The history here is rich in its tales of emigrating pioneers as well as legends of the Old West. Located along the west bank of Rock Creek, the station served as a supply center and resting spot for the many travelers headed westward in the 19th century.
When it was originally built by S.C. Glenn, the “station” consisted of little more than a cabin, a barn, and a make-shift store, where Glenn sold limited supplies, hay, and grain.
David became discouraged as he continually met miners returning from Colorado with nothing in their pockets but disappointment. Changing tactics, David McCanles bought the Rock Creek Station from Glenn in March, deciding to take up “road ranching” rather than gold prospecting.
McCanles continued to operate the small store and built a toll bridge across the creek. Prior to the bridge, pioneers were required to hoist and lower their wagons down into the creek, before pulling it up on the other side – quite a tedious process that could take hours for each wagon. When the toll bridge opened, each wagon paid from 10¢ to 50¢ to cross the bridge depending on the size of their load and their ability to pay. McCanles also built a cabin and dug a well on the east side of Rock Creek which became known as the East Ranch.
The following year, McCanles leased the East Ranch to the Russell, Waddell, and Majors Company, which owned the Overland Stage Company and founded the Pony Express. They installed Horace G. Wellman as their company agent and station keeper and hired James W. “Doc” Brink as a stock tender. Later, the company made arrangements with McCanles to buy the station with a cash down payment and the remainder in installments.
The East Ranch was then used as a stage and Pony Express relay station, while the West Ranch continued to be used as an emigrant rest stop, a freight station, and the home of the McCanles family.
In April 1861, McCanles sold the West Ranch to freighters Hagenstein and Wolfe and moved his family to another location about three miles south of Rock Creek Station. Always trying to make money, McCanles sold the toll bridge several times with a number of specific requirements in the contract. When the new owner failed to meet the stipulations, he would take it back and sell it again.

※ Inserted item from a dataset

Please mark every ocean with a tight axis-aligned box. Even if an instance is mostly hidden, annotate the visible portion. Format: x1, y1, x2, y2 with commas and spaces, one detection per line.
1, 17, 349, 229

In April or early May of 1861, the station hired on then-24-year-old stock tender James Butler “Bill” Hickok and he became immediately at odds with David McCanles, who had earned a reputation as the local bully. Allegedly, McCanles teased Hickok unmercifully about his girlish build and feminine features, as well as nicknaming him “Duck Bill,” referring to his long nose and protruding lips.
Perhaps in retaliation, Hickok began courting a woman by the name of Kate Shell, who, even though McCanles was married, apparently had his eye on.
In the meantime, the Overland Stage Company had fallen behind on their installment payments and on July 12, 1861, McCanles, along with his 12-year-old son, Monroe, and two friends by the names of James Woods and James Gordon came to the station to inquire upon the status of the installments.
Not long after their arrival, an argument ensued and profanities were exchanged, soon leading to gunfire. In the melee, Hickok shot David McCanles, and both James Woods and James Gordon, who was seriously wounded, later died of their wounds. Twelve-year-old Monroe escaped to his home some three miles south of Rock Creek.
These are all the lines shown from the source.